Every day RSPCA Tasmania receives a call from someone who is homeless, or is about to be homeless, with their pet.
- Tasmania has historically low rental vacancies and only one in eight landlords allows pets
- The RSPCA says Tasmania is not recognising that animal welfare is about human health as well
- After years of lobbying for law reform, the government says it is willing to review the situation “straight away”
The situation has been bad for several years, but with the cost of rent rising, and vacancy rates at a record low, more animals are also becoming victims of the state’s housing crisis.
“We are seeing a huge increase in people under housing stress — people who are between homes or can’t get a rental home with their pets,” RSPCA Tasmania CEO Jan Davis said.
“People are finding it almost impossible to secure a rental at the best of times, but it’s certainly impossible with animals”.
Hobart resident Chris Bailey is one of those people.
His lease will end in two weeks, and when that happens the 34-year-old and his nine-year-old cat Scrambleshanks will be homeless.
“It’s tough trying to find something that is suitable, affordable, and close to where I work — and on top of that I have a cat,” Mr Bailey said.
Mr Bailey has casual employment and is currently building a camper trailer capable of being towed behind his bike.
He’s also looking at the possibility of buying a houseboat to give him and his cat alternative accommodation options.
“They (pets) bring colour to the world, I think, and I couldn’t imagine a situation where I wasn’t around her,” he said.
Only one in eight rentals that are currently advertised in the Greater Hobart area will consider people with pets, and tenants need landlord approval before moving in if they want to keep an animal.
“You need permission to keep any type of pet, whether it’s a cat, a goldfish, or a hermit crab,” Tenants Union of Tasmania solicitor Alexander Bomford said.
“The landlord can refuse it without having to give any additional reason, except if it’s a guide dog or service animal.”
Tasmanian laws lagging behind
The Tasmanian government has been asked by several groups to bring the 1997 Residential Tenancy Act in line with other states such as Victoria and Queensland, and increase renters’ right to have pets.
“In Queensland and Victoria, landlords can only refuse a request to have a pet if it’s reasonable … for example, if the strata title doesn’t allow it or it’s a horse in a one-bedroom apartment,” Mr Bomford said.

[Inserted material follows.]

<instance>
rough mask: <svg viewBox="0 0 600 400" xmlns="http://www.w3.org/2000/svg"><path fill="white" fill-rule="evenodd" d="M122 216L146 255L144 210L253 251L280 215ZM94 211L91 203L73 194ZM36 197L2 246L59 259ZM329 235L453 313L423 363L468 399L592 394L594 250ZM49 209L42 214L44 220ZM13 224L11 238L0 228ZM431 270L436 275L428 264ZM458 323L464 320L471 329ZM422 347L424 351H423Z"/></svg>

“Pets are our family and we expect them to be treated as our family members, and our regulatory environment in Tasmania hasn’t kept up with that”.

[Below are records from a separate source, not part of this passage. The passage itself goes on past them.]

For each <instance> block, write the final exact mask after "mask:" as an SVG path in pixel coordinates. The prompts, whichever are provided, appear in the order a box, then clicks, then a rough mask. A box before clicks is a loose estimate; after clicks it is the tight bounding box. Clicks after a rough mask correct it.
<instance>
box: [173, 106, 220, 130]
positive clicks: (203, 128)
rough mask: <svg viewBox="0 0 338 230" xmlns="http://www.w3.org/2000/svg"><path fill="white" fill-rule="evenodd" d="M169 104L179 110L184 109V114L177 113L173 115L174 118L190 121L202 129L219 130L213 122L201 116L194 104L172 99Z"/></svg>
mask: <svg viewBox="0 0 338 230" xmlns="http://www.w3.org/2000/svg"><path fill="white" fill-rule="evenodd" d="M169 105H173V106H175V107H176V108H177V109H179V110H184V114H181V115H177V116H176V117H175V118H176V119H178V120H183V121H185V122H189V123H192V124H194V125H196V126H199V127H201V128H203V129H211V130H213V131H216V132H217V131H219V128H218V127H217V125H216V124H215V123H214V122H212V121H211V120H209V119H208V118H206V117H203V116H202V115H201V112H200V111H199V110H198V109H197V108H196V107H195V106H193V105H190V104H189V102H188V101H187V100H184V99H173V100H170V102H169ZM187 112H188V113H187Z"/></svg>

“Tasmania hasn’t recognised that animal welfare isn’t just about the animals, it’s about the humans and these are human health and human issues as well as animal ones,” Ms Davis said.
“In other states they’ve moved a lot more quickly to recognise that.
“In Queensland and Victoria and the ACT, the default position in rental legislation is you can have a pet unless the rental tribunal has a specific case that says you can’t for whatever reason.”
The worsening rental crisis has reignited calls to allow pets, with charities such as the RSPCA and the Dogs Home of Tasmania seeing an increase in the number of pets being surrendered.
“Around 15 per cent of dogs that are surrendered to us are solely because their owner has not able to find a rental property,” Dogs Home of Tasmania CEO Michael Sertori said.
“Luckily we are here to find a forever home for that dog, but it’s still unfair and ridiculous in this modern day and age”.
Government willing to consider reform
Despite repeated calls over the years for law reform, the government has said it supported the current provisions of the Residential Tenancy Act, which require the landlord’s approval to have pets in rental properties.
Consumer Affairs Minister Elise Archer said on Sunday it was now willing to review the laws “straight away”.
“This is about balance a lot of the time, but I’m very open to looking at this because I know how it’s important it is for people to have their pets because they are great companions and indeed sometimes, someone’s best friend,” she said.
“Most landlords are very reasonable, I’m very willing to look at this and look at the issue of pet bonds as well.”
Ms Archer said pet bonds would potentially give landlords more confidence regarding pets in their properties.
Michael Sertori said he applauded the minister’s response, saying there had “only been silence up until this point”.
“It’s wonderful that the Tasmanian Government can finally take leadership on this issue, but they need to act quickly because the situation is not getting better, it’s only getting worse,” he said.
Temporary shelter an option
In the meantime, there are several charities which provide support to anyone going through rental stress with their pet in Tasmania or is struggling to afford vet bills and food due to cost-of-living pressures.
RSPCA Tasmania and Dogs Home of Tasmania can provide temporary accommodation for animals if the pet owner needs more time to find a suitable home.
“We have worked with a number of people where we’ve taken the animal into care until they are settled, and then passed their pet back to them,” Ms Davis said.
Dogs Home canine behaviour trainer Michelle Jones urged people to seek help.
“Reach out to your local charities and organisations,” she said.
“There are a lot of us who want to help you and help your dog stay in your home.”